Durant mes études, j’ai été frappée par la capacité que nous avons à puiser dans nos ressources lorsque nous sommes confrontés à un changement dans notre vie. Mais certaines situations peuvent mettre à mal cette capacité. C’est une des raisons pour laquelle j’ai choisi d’effectuer mes stages auprès de personnes ayant vécu des évènements traumatiques divers. C’est au contact des usagers et des professionnels que j’ai pris conscience que je voulais en faire mon métier. Après l’obtention de mon master en psychologie clinique (ULB), j’ai alors suivi une formation en victimologie et psychotraumatologie afin d’être davantage sensibilisée aux conséquences d’un traumatisme. Par la suite, j’ai eu la chance de travailler dans un centre psychiatrique et pluridisciplinaire accueillant des adolescents traversant de multiples difficultés (décrochage scolaire, mise en danger, dépression, rupture familiale, etc). 
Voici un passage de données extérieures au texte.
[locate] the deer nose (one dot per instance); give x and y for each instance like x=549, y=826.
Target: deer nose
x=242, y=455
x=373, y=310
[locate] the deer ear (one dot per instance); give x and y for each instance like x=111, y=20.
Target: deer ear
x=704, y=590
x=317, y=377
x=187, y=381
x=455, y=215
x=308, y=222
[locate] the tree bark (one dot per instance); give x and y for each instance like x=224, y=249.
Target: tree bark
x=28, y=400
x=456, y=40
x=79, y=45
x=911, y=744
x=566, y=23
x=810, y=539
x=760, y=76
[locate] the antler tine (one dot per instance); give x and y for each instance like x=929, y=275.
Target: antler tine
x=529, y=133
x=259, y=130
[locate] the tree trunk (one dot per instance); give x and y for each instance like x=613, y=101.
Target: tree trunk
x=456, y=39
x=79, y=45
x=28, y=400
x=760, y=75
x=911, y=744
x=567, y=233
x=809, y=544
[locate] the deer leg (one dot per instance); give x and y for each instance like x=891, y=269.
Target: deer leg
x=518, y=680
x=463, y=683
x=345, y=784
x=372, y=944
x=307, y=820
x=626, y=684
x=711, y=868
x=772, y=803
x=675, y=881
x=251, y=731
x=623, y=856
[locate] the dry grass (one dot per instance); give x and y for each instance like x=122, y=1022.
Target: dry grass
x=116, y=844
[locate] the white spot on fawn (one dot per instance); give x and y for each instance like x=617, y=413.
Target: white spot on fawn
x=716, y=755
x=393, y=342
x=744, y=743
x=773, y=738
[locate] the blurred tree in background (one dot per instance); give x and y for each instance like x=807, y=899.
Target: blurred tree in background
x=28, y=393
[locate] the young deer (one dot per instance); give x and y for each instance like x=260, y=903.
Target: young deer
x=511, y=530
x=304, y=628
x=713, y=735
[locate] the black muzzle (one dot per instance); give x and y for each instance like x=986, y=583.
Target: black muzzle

J’accorde une importance particulière aux émotions. Malgré les diverses variations d’intensité qu’elles peuvent entraîner, les identifier et les exprimer, autrement dit, les traverser, permet de SE transformer. Je me forme régulièrement à de nouveaux outils qui permettent d’explorer d’autres moyens d’expression des émotions. À cette fin, j’ai par exemple appris les principes de base de la ©Communication Non-Violente et de l’écoute active lors d’une formation au centre de prévention du suicide. Ces principes permettent une véritable (re)connexion à soi, aux autres et à son environnement. J’intègre, également, des exercices issus du Journal Créatif (Nathalie Hanot) pour poser un autre regard sur ce que nous vivons, ou encore, les processus de l’entretien motivationnel afin de faire émerger les connaissances et ressources qui sont contenues en soi.